Ästhetische Dermatologie: Methoden

Die Ästhetische Dermatologie befasst sich damit, den Hautalterungsprozess aufzuhalten, damit sich die Haut von neuem regenerieren kann.


Neben den präventiven Maßnahmen gibt es eine Reihe von Anti-Aging-Verfahren, die wirksam werden können, wenn sich nun doch ein paar Fältchen gebildet haben oder schwerwiegende Hautveränderungen vorliegen. Die ästhetische Dermatologie umfasst viele Substanzen, ob topisch appliziert oder oral eingenommen bis hin zu Injektionen.

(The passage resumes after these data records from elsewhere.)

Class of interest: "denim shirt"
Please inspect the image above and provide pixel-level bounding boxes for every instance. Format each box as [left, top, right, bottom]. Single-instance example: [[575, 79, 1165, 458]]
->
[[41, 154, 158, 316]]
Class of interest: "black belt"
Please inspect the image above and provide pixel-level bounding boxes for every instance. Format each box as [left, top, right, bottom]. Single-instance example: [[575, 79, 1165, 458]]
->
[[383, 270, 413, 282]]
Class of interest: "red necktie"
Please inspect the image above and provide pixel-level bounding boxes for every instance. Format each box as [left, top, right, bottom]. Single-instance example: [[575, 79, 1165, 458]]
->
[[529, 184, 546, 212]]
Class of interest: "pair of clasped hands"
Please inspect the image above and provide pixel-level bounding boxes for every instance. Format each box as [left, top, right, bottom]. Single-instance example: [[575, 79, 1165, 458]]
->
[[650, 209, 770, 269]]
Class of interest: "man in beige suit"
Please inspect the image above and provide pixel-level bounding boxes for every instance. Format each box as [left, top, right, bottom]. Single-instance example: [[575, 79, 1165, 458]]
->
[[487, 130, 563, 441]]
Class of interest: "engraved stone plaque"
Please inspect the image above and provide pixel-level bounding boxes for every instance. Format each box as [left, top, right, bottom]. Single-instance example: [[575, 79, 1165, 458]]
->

Hautverjüngung durch Hormonersatztherapie?
Der Einsatz von Hormonen in der Anti-Aging Medizin ist nicht ganz unumstritten, da noch keine Langzeitstudien vorliegen und Hormontherapien oftmals eine Reihe von Nebenwirkungen bergen können. So erhöht beispielsweise die Hormonsubstitution mit Östrogen in geringem Maße das Brustkrebsrisiko.

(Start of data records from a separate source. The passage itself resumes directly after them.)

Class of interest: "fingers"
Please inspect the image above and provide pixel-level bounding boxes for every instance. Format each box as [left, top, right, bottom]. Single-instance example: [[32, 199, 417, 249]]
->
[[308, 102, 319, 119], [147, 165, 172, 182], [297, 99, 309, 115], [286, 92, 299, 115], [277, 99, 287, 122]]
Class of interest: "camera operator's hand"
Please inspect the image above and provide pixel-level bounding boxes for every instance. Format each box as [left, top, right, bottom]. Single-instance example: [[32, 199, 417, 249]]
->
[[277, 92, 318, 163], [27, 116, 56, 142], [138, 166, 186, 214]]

Aus dem Hormon Dehydroepiandrosteron (DHEA) gehen männliche (Androgene) und weibliche (Östrogene) Sexualhormone hervor. Mit zunehmendem Alter produziert der menschliche Körper immer weniger des Hormons. Besonders stark sind Frauen nach der Menopause von dem Hormonmangel betroffen. Eine Substitution mit DHEA bei älteren Menschen zeigte zahlreiche Regenerationseffekte der Haut –sowohl bei männlichen, als auch bei weiblichen Probanden. Die Hautfettigkeit erhöht sich, Feuchtigkeit und Elastizität der Haut können verbessert werden. Daneben konnten in Untersuchungen auch Rückbildungen altersbedingter Hautpigmentierungen beobachtet werden. DHEA stimuliert die Bildung der Vorstufe von Kollagen (Prokollagenbildung) und bremst gleichzeitig die Zerstörung durch Metalloproteinasen. Nebenwirkungen sind noch keine bekannt. Hormone sind in Deutschland verschreibungspflichtig, daher ist eine Aufnahme von DHEA immer unter ärztliche Aufsicht gestellt.

 

Hormonmangel künstlich ausgleichen
Auch in den Wechseljahren kann die ästhetische Dermatologie Wunder bewirken. Östrogene gehen bei Frauen in den Wechseljahren im gesamten Körper, einschließlich an den Hautzellen, zurück. Der Kollagengehalt des Bindegewebes sinkt folglich drastisch, die Haut erscheint schlaff. Der Östrogenspiegel während der Menopause beeinflusst stark die Hautalterung. Durch die Östrogensubstitution zeigte sich in einer Reihe von Untersuchungen, dass die Hautalterungserscheinungen parziell sogar reversibel sind. Die Östrogene führen zu einem Anstieg von sauren Mukopolysacchariden (komplexe Kohlenhydrate im Bindegewebe) und Hyaluronsäure im dermalen Bindegewebe. Dies hat eine vermehrte Fähigkeit zur Wasserspeicherung zur Folge und die Kollagenbiosynthese wird stimuliert. Mittlerweile gewinnen auch pflanzliche Östrogene wie Isoflavone, die zum Beispiel in Sojaprodukten vorkommen, an Bedeutung. Diese sogenannten Phytoöstrogene haben hormonähnliche Wirkung und helfen ebenfalls gegen Hautrauigkeit und Falten, ohne aber eine hormonelle Veränderung im Körper hervorzurufen. Östrogene werden nicht ausschließlich für die Hautalterungsmerkmale eingesetzt, sondern vielmehr zur Prävention von Erkrankungen verschiedener Organsysteme.